Du temps d'Auguste, 10 ou 12 courses avaient lieu par jour, Caligula en doubla le nombre, le portant à 24, Domitien réduisit les tours à 5 mais augmenta la fréquence de ces courses.
" … pour qu'on achevât plus aisément les cent courses, il réduisit chacune de sept tours à cinq. " Suétone, Domitien, 4.
Donc jusqu'à Domitien le nombre de tours était de 7 ce qui équivalait à 7 kilomètres ½.

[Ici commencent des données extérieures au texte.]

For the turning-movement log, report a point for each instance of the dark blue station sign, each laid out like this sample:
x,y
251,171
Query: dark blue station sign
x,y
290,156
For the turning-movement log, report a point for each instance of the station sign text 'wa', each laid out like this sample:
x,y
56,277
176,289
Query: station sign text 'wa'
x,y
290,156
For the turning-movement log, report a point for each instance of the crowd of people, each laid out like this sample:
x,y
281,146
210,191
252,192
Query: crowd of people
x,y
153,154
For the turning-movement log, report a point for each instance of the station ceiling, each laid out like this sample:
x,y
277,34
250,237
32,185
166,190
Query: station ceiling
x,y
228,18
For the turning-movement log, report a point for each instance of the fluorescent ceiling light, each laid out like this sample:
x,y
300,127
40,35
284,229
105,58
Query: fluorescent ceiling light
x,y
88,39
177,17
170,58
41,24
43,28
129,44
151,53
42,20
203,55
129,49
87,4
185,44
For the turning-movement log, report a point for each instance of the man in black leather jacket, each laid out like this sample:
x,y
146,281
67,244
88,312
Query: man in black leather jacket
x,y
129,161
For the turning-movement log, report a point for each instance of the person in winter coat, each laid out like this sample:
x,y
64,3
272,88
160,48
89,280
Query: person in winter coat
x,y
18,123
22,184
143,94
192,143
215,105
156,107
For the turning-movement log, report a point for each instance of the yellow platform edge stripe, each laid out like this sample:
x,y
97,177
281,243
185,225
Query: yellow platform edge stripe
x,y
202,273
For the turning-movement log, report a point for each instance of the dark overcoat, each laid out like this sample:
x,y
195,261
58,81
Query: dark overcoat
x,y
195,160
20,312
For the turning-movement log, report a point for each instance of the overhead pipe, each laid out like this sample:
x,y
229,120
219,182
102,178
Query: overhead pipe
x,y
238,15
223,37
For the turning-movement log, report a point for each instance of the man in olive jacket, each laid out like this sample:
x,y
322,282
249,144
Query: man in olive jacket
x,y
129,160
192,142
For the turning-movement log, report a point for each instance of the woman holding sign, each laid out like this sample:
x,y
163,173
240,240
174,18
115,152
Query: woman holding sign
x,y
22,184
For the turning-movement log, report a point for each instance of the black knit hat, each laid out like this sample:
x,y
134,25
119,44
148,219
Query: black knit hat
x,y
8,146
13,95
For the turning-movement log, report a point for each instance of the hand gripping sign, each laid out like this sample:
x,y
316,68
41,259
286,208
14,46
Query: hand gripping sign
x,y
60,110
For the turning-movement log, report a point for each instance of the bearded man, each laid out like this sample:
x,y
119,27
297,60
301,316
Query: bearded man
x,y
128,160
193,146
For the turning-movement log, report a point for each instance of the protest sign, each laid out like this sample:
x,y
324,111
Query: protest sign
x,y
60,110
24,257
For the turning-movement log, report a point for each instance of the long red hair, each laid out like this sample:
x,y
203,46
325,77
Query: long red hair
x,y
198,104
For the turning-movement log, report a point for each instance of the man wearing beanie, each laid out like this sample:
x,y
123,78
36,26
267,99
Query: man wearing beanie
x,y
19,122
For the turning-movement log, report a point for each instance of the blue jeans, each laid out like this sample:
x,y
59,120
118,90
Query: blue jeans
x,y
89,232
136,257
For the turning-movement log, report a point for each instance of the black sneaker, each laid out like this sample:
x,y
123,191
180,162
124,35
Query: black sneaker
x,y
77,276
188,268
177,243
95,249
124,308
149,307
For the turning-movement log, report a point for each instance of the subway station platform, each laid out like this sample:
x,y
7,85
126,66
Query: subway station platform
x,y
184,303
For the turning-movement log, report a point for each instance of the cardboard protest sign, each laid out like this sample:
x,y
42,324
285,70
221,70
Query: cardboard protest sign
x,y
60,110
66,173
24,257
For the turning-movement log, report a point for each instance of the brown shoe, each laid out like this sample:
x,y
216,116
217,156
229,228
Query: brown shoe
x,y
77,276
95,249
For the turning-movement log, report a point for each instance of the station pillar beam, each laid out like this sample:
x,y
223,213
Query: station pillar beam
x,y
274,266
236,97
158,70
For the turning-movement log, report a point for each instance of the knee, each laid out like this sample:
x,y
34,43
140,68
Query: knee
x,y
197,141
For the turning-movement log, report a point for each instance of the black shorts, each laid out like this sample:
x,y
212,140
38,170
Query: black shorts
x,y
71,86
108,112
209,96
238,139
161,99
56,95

Dans un quadrige, les chevaux étaient répartis savement, deux se retrouvaient à l'extérieur et n'étaient pas harnachés mais seulement attelés par leurs rennes, les deux autres étaient au milieu, eux étaient harnachés au timon du char. Le meilleur d'entre eux était souvent mis à droite de façon à ce qu'il puisse guider les autres lorsqu'ils négociaient un virage très serré, tout l'art de l'aurige consistait à retenir le cheval de gauche et à lancer celui de droite pour tourner le plus sec possible autour des metae quitte à les frôler. Ces chevaux étaient de véritables vedettes, on connaissait leur nom, les paris étaient faits en fonction de l'aurige mais aussi en fonction des bêtes qu'il guidait. Ils ne pouvaient commencer de courir avant d'avoir 5 ans, les meilleurs venaient d'Afrique du Nord et d'Espagne, ils arrivaient à Ostie sur des navires spéciaux (hippago).
" Dans le cirque, les chevaux attelés aux chars montrent, d'une manière non douteuse, qu'ils sont sensibles aux exhortations et à la gloire. Lors de la célébration des Jeux séculaires dans le cirque , sous l'empereur Claude, Corax, cocher de la faction blanche, fut jeté à terre dès le départ : ses chevaux se portèrent en tête et y restèrent, barrant la route aux autres, y semant la confusion, et faisant contre leurs concurrents tout ce qu'ils auraient pu faire avec le plus habile aurige ; on rougissait de voir des chevaux l'emporter en habileté sur des hommes : eux, cependant, ayant achevé la course, s'arrêtèrent à la ligne de craie qui marquait l'arrivée. " Pline l'Ancien, H.N. VIII, 160.
Contrairement aux chars militaires qui étaient lourds, renforcés de plaques de métal, les chars de course étaient les plus légers possibles, fabriqué en bois.
Ces jeux durèrent jusqu'à ce que les Goths les abolissent, la dernière course qui eut lieu au Circus Maximus se déroula en 549 après J.C. Mais elles continuèrent d'exister dans l'Empire Romain d'Orient, à Constantinople, jusqu'à ce que la ville soit investie par les croisés en 1204.